MiS Preprint Repository

Spectrahedral cones are linear sections of the cone of positive semidefinite symmetric matrices. We study statistical properties of random spectrahedral cones (intersected with the sphere) $${\mathcal{S}}_{\ell ,n}=\{(x_0,\dots ,x_{\ell })\in S^{\ell }\mid x_{0}I+x_1{R}_1+\cdots +x_{\ell }{R}_{\ell }\succ 0\}$$ where $R_1,\dots ,R_{\ell }$ are independent $\text{GOE}(n)$-distributed matrices rescaled by $(2n\ell {)}^{-1/2}$.

We relate the expectation of the volume of ${\mathcal{S}}_{\ell ,n}$ with some statistics of the smallest eigenvalue of a $\text{GOE}(n)$ matrix, by providing explicit formulas for this quantity. These formulas imply that as $\ell ,n\to \mathrm{\infty }$ on average ${\mathcal{S}}_{\ell ,n}$ keeps a positive fraction of the volume of the sphere $S^{\ell }$ (the exact constant is $\mathrm{\Phi }(-1)\approx 0.1587$, where $\mathrm{\Phi }$ is the cumulative distribution function of a standard gaussian variable).

For $\ell =2$ spectrahedra are generically smooth, but already when $\ell =3$ singular points on their boundaries appear with positive probability. We relate the average number $\mathbb{E}{\sigma }_n$ of singular points on the boundary of a three-dimensional spectrahedron ${\mathcal{S}}_{3,n}$ to the volume of the set of symmetric matrices whose two smallest eigenvalues coincide.
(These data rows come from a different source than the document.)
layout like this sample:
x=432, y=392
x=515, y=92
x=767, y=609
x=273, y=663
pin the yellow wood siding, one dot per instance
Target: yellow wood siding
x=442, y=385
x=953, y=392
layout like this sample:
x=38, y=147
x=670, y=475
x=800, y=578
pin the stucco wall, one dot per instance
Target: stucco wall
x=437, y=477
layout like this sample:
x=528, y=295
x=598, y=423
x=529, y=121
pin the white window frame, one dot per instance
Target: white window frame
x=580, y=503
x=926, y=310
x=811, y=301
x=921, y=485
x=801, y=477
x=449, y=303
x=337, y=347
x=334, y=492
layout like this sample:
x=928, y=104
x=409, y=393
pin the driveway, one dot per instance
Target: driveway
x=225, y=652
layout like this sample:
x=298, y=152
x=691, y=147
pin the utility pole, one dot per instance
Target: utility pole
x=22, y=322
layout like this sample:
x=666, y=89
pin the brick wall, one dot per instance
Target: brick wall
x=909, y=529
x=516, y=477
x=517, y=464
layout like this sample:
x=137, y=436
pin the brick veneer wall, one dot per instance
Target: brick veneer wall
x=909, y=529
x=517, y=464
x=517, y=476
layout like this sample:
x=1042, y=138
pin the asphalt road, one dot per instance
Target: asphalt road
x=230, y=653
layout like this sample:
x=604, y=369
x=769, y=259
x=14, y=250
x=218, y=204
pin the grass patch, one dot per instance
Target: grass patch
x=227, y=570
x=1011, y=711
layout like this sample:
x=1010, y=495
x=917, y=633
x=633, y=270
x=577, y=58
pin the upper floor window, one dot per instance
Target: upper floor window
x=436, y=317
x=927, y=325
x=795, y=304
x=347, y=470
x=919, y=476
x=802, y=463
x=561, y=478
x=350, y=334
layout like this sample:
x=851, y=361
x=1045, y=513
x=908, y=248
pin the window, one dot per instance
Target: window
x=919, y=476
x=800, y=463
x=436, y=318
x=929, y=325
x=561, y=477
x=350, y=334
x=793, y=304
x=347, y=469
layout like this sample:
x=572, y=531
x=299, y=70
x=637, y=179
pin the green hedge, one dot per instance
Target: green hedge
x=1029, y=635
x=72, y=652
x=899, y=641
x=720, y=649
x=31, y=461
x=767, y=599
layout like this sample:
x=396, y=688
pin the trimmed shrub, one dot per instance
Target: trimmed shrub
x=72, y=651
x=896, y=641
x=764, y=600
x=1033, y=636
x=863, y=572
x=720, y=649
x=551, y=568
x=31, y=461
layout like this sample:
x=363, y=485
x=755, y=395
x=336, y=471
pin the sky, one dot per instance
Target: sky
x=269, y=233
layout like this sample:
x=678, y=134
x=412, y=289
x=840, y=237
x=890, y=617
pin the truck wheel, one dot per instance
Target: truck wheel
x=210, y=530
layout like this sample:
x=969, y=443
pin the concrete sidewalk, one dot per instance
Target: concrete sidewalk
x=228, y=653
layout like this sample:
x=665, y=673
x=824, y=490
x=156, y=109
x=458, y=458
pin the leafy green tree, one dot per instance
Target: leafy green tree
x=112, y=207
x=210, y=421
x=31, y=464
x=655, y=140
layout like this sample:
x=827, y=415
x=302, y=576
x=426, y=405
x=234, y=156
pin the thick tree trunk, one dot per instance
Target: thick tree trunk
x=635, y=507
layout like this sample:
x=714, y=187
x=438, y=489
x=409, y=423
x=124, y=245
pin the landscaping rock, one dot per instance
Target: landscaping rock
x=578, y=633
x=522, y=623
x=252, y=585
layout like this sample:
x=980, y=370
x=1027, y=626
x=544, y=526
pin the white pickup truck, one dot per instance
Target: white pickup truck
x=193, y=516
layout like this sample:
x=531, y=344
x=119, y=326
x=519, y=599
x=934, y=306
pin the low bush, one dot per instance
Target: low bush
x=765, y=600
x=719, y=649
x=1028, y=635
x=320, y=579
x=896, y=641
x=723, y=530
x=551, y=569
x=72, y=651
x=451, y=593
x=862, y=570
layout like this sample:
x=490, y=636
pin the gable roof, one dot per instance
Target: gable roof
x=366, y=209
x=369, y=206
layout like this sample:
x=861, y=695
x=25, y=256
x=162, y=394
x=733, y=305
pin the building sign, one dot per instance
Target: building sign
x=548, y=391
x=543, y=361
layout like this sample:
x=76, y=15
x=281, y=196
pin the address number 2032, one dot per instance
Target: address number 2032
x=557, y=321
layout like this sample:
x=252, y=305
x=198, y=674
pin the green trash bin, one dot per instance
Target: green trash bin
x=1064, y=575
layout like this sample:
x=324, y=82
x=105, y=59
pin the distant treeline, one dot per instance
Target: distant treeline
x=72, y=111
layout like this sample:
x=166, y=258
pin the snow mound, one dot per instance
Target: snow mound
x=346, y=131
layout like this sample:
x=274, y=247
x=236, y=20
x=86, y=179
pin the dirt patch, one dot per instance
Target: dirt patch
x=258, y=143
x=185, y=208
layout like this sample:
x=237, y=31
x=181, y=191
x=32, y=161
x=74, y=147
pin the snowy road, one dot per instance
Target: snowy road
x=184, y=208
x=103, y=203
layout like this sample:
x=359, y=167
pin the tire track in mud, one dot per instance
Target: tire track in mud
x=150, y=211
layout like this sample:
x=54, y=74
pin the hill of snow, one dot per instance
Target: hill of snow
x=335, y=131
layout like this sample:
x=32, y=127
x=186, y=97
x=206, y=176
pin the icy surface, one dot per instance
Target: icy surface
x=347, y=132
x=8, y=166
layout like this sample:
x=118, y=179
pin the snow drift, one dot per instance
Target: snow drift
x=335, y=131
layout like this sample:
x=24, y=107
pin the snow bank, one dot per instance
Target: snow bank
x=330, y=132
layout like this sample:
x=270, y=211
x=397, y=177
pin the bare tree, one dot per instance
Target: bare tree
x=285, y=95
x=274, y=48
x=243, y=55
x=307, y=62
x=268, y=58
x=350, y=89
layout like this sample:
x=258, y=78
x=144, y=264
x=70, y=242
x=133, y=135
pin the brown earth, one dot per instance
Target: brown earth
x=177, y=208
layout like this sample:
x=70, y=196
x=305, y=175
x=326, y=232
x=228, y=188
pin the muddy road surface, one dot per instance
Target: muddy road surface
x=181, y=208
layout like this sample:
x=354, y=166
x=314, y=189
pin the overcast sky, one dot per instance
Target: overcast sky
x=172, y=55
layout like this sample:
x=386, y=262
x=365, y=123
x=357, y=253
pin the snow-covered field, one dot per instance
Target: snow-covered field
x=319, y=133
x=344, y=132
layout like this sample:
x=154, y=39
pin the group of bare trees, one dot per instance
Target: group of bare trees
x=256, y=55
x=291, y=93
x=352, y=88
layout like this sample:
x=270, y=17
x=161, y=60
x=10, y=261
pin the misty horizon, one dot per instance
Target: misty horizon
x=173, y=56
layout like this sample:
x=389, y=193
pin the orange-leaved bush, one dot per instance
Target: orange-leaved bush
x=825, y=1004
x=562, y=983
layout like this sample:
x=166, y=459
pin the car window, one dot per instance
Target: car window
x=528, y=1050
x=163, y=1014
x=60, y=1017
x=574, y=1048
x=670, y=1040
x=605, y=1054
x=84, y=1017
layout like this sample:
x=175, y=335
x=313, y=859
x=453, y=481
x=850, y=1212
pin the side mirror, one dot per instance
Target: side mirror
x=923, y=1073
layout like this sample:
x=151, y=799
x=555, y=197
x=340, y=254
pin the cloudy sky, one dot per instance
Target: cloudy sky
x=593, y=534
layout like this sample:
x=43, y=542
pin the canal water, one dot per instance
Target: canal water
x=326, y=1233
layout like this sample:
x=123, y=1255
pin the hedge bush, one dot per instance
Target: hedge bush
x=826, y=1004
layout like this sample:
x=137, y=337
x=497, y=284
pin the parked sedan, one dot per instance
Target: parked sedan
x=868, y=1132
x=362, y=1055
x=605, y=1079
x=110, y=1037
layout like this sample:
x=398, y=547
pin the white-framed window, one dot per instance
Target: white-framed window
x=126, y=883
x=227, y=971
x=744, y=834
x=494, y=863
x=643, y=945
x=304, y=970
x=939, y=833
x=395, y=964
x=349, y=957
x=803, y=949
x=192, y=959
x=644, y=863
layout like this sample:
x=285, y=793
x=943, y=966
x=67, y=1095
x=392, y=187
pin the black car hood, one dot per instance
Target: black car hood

In the case of quartic spectrahedra ($n=4$) we show that $\mathbb{E}{\sigma }_4=6-\frac{4}{\sqrt{3}}$. Moreover, we prove that the average number $\mathbb{E}{\rho }_n$ of singular points on the random symmetroid surface $${\mathrm{\Sigma }}_{3,n}=\{(x_0,x_1,x_2,x_3)\in S^3\mid det(x_{0}I+x_1{R}_1+x_2{R}_2+x_3{R}_3)=0\},$$ equals $n(n-1)$. This quantity is related to the volume of the set of symmetric matrices with repeated eigenvalues.